El agravamiento de Fidel y luego su muerte obligaron a nuevas vueltas de tuerca retóricas para afianzar la idea de que nada cambiaría. Eso vino acompañado de retrocesos en las medidas parcialmente liberalizadoras y el anuncio de que Raúl Castro dejaría la Presidencia y sería sustituido por Miguel Díaz-Canel, aunque el viejo revolucionario seguiría controlando el poder como primer secretario. Todo quedaría bien atado un poco después, habiendo asumido ya Díaz-Canel en rol decorativo, con la nueva Constitución. La retórica se adaptó a los nuevos tiempos suprimiendo el “comunismo” como meta final, pero no al partido como rector de todo.Un vistazo rápido a cualquier análisis de la economía cubana y sus indicadores sociales (por ejemplo los que hace rigurosamente Carmelo Mesa-Lago) basta para desmontar el relato cubano y concluir que 60 años de Revolución han sido una tragedia. Y no me refiero ni siquiera a lo más elemental, la libertad de las personas, suprimida por uno de los estados policiales más desalmados que haya producido dictadura contemporánea alguna. Me refiero a que mientras decenas de países han superado la pobreza en estas seis décadas, los cubanos viven sumidos en un degradante subdesarro-llo. A pesar del tímido surgimiento de ámbitos de actividad privada (que no representan más del 7% del PIB), el sofocante Estado cubano no hace sino empobrecer a sus ciudadanos. La economía sigue altamente descapitalizada (la formación bruta de capital como porcentaje del PIB es la mitad del promedio latinoamericano) y en la última década la producción agrícola e industrial ha caído. La mayor fuente de divisas para el país es ese régimen semiesclavista que llaman “exportación de servicios profesionales”.

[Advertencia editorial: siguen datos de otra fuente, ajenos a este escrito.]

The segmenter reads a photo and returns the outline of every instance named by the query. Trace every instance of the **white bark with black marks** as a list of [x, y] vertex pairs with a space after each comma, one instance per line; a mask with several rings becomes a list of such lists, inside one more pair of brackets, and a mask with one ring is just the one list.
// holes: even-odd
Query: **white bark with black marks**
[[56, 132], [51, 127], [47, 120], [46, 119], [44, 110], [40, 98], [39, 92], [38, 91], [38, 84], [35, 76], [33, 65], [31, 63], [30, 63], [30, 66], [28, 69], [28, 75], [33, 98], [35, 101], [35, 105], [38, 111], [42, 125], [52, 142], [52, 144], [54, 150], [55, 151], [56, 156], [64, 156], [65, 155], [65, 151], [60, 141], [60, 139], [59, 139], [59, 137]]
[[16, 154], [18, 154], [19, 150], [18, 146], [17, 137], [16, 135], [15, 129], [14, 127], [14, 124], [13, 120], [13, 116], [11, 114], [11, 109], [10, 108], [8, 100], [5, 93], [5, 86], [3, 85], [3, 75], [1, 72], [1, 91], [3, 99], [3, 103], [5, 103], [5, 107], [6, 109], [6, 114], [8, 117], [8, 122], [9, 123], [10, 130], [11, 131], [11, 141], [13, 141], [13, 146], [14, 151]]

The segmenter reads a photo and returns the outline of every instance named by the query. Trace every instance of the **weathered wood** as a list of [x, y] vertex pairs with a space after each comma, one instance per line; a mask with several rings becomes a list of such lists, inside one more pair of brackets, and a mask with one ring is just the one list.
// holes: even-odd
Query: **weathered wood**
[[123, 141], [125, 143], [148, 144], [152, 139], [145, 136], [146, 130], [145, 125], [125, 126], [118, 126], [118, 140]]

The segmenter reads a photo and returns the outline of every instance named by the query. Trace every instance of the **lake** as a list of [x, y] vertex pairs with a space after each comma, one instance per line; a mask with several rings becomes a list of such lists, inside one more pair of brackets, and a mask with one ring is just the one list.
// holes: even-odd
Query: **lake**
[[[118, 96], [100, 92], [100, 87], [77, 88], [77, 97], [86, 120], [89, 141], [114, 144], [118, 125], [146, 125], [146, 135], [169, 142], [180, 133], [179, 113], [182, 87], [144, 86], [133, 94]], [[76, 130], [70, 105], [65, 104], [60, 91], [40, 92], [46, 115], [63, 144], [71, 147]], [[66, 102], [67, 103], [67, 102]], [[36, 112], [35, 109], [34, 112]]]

Pero, con la excepción de los heroicos cubanos y cubanas que resisten aisladamente y tratan en circunstancias dramáticamente adversas de crear una sociedad civil, la inmensa mayoría de la población exhibe apatía cívica, incapacidad para la indignación política. En suma, un abandono de toda pretensión de modificar el estado de cosas general que representa, 60 años después, el “logro” de la Revolución Cubana.